Rheologica Acta, Vol.52, No.3, 237-253, 2013
Mixtures of foam and paste: suspensions of bubbles in yield stress fluids
We study the rheological behavior of mixtures of foams and pastes, which can be described as suspensions of bubbles in yield stress fluids. Model systems are designed by mixing monodisperse aqueous foams and concentrated emulsions. The elastic modulus of the bubble suspensions is found to depend on the elastic capillary number Ca-G, defined as the ratio of the paste elastic modulus to the bubble capillary pressure. For values of Ca-G larger than similar or equal to 0.5, the dimensionless elastic modulus of the aerated material decreases as the bubble volume fraction phi increases, suggesting that bubbles behave as soft elastic inclusions. Consistently, this decrease is all the sharper as Ca-G, is high, which accounts for the softening of the bubbles as compared to the paste. By contrast, we find that the yield stress of most studied materials is not modified by the presence of bubbles. This suggests that their plastic behavior is governed by the plastic capillary number Ca-tau y, defined as the ratio of the paste yield stress to the bubble capillary pressure. At low Ca-tau y values, bubbles behave as nondeformable inclusions, and we predict that the suspension dimensionless yield stress should remain close to unity, in agreement with our data up to Ca-tau y = 0.2. When preparing systems with a larger target value of Ca-tau y, we observe bubble breakup during mixing, which means that they have been deformed by shear. It then seems that a critical value Ca-tau y similar or equal to 0.2 is never exceeded in the final material.
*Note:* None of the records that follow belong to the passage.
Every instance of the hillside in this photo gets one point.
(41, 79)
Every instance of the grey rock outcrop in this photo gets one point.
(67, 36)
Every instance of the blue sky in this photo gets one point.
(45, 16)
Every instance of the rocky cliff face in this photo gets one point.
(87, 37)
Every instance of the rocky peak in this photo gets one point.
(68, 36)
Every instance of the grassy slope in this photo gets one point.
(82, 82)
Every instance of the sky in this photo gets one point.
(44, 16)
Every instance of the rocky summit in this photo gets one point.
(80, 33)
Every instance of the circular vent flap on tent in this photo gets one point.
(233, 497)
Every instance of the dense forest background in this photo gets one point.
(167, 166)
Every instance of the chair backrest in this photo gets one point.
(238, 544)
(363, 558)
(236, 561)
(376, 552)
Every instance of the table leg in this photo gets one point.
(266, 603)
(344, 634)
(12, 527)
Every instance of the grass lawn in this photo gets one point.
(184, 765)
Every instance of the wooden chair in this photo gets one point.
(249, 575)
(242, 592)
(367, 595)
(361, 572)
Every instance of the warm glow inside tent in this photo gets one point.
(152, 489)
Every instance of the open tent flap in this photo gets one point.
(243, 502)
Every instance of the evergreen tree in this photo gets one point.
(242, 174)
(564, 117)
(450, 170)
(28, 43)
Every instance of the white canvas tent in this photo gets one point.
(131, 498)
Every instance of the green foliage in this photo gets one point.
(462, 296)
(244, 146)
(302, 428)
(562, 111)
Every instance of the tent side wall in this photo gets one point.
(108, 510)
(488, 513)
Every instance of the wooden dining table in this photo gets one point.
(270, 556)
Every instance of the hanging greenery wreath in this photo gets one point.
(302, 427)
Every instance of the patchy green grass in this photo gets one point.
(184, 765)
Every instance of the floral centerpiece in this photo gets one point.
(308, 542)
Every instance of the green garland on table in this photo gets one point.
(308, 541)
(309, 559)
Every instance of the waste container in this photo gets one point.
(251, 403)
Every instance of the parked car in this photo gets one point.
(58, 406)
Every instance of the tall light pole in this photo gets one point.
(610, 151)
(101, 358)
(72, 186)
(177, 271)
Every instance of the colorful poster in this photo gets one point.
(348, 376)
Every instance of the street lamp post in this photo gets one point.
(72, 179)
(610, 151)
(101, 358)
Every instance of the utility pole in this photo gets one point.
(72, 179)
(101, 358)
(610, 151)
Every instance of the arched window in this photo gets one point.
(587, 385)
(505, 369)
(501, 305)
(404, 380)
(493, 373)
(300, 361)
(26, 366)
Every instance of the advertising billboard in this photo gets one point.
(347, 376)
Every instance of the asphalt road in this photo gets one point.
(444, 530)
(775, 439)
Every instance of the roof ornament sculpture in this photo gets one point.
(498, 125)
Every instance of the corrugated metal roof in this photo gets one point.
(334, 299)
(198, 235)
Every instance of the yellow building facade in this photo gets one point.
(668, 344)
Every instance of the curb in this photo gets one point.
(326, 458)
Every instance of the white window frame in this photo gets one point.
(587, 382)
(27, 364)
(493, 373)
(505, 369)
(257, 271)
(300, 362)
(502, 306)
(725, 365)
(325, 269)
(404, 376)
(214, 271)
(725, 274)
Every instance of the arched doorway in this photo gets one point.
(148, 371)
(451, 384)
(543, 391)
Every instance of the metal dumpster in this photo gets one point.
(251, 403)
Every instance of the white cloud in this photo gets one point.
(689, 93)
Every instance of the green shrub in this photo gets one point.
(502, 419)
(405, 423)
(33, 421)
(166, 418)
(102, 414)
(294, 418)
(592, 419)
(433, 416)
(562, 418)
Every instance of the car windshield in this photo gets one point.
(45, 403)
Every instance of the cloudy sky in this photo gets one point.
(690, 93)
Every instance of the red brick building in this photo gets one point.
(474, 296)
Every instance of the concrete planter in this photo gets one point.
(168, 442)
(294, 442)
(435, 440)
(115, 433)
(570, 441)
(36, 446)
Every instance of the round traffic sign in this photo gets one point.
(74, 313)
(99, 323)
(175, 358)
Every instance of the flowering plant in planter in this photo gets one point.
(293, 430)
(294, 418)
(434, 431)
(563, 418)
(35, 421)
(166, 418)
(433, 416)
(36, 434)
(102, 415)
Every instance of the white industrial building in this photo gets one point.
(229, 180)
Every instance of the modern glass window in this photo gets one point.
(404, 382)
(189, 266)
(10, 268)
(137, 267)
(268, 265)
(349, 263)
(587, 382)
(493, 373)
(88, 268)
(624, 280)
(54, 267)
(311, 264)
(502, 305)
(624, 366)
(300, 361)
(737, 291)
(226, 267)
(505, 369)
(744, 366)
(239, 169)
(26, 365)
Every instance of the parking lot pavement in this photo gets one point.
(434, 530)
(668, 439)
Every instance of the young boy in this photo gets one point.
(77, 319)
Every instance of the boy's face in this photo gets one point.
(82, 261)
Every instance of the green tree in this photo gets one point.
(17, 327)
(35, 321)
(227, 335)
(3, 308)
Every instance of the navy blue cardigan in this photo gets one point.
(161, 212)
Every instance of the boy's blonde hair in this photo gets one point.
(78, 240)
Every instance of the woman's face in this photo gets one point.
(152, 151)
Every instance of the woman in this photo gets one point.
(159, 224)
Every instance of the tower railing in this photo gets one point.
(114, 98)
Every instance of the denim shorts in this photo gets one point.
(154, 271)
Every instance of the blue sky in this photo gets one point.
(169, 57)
These observations might imply that, in bubble suspensions prepared by mixing a foam and a paste, the suspension yield stress is always close to that of the paste surrounding the bubbles. Finally, at the highest f investigated, the yield stress is shown to increase abruptly with f: this is interpreted as a "foamy yield stress fluid" regime, which takes place when the paste mesoscopic constitutive elements (here, the oil droplets) are strongly confined in the films between the bubbles.